No small detail, however, is that even this morning, on my longest run yet, I ran three fewer miles than I will do in 33 days’ time: and, when I do have to run miles 24, 25 and 26, they will be a darn sight more challenging than any of miles 1 to 23! (Or is the “uphill finale” I encounter when running around here acting as a good simulator for the pain of those final marathon miles? Discuss)
Looking at my splits from last week, I see that I ran miles 15 and 16 at 8’00”/mi and 8’10”/mi. That’s encouraging. Still not good enough for 3h30’, though. So why don’t I aim for 3h45’?
Because… I don’t know. Because I want to give 3h30’ a shot, safe in the knowledge that, if I drop off the pace, I can still aim for 3h45’ or indeed 3h59’59”. Because I am hoping that being part of a Brooks Pace Team will have a positive effect on me, helping my legs keep up and saving my head from having to work out stuff. Because what I don’t want to do is give up now on 3h30’ and then reach the finish line only to find myself wondering. I’d much rather slow down on the day. Make sense?
Who knows! I need to not get fixated on a time, much as that is somewhat complicated by my wanting to sign up for one of the Pace Teams.
As with any performance, on the day there will be nerves: as with any performance, if managed correctly those nerves will be an asset. Here’s hoping the rehearsals bear some resemblance to the real thing in the end.
Last but not least, a major source of motivation comes of course from my fundraising. I’m now within £35 of my £500 target, which is immensely humbling. I have always candidly admitted that I would be running Manchester even if I weren’t fundraising, yet life has gone and added a little poignancy to my efforts. This is not my story to tell or my grief to share: suffice to say that someone I know has recently lost their son, their very young son. We should not have to bury our children, yet that is what she will have to do on Thursday. She wasn’t from Sheffield, though it’s from Sheffield that I know her. I’m fundraising for Sheffield’s Children’s Hospital Charity, because of personal links to the Hospital and of course the City. But Sheffield has no monopoly over the sadness I feel upon hearing such stories. And I plead guilty to having thought about my friend on recent runs, of the unfair hand life has dealt her and her husband, and of finding myself converting that feeling of injustice into an extra spring in my step at times.

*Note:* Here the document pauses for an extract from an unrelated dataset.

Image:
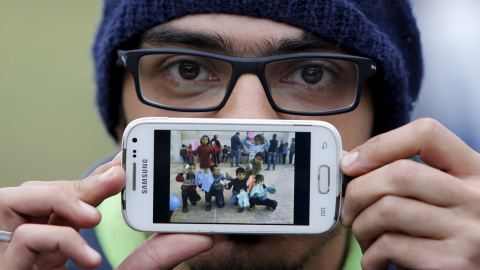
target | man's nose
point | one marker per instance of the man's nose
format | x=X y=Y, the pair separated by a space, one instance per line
x=248 y=100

Anger and sadness pull at our heartstrings in a way that can motivate us in a sporting context, as we turn to sport to “do something” when there is very little that we can do. If April 28 turns out anything like my previous races, I will think about my brothers in the final hour or so ahead of the start, when I will fight back a tear or two, then during the race, when they will lift me during the harder bits, and finally when I cross that line, when I will feel we did it together and will raise my eyes to the sky, to them. But now I expect I will also think about a young man I never met, whose mother for that matter I’ve not seen since graduating in 1998, but with whom I’ve kept in touch courtesy of modern technology. A mother who, around a year ago, suggested we try to meet up, kids an’all… we never did and now my chance to meet that young man has gone forever. My chance to honour his memory alongside my brothers’, alongside the streets of Manchester… well, that’s 33 days away.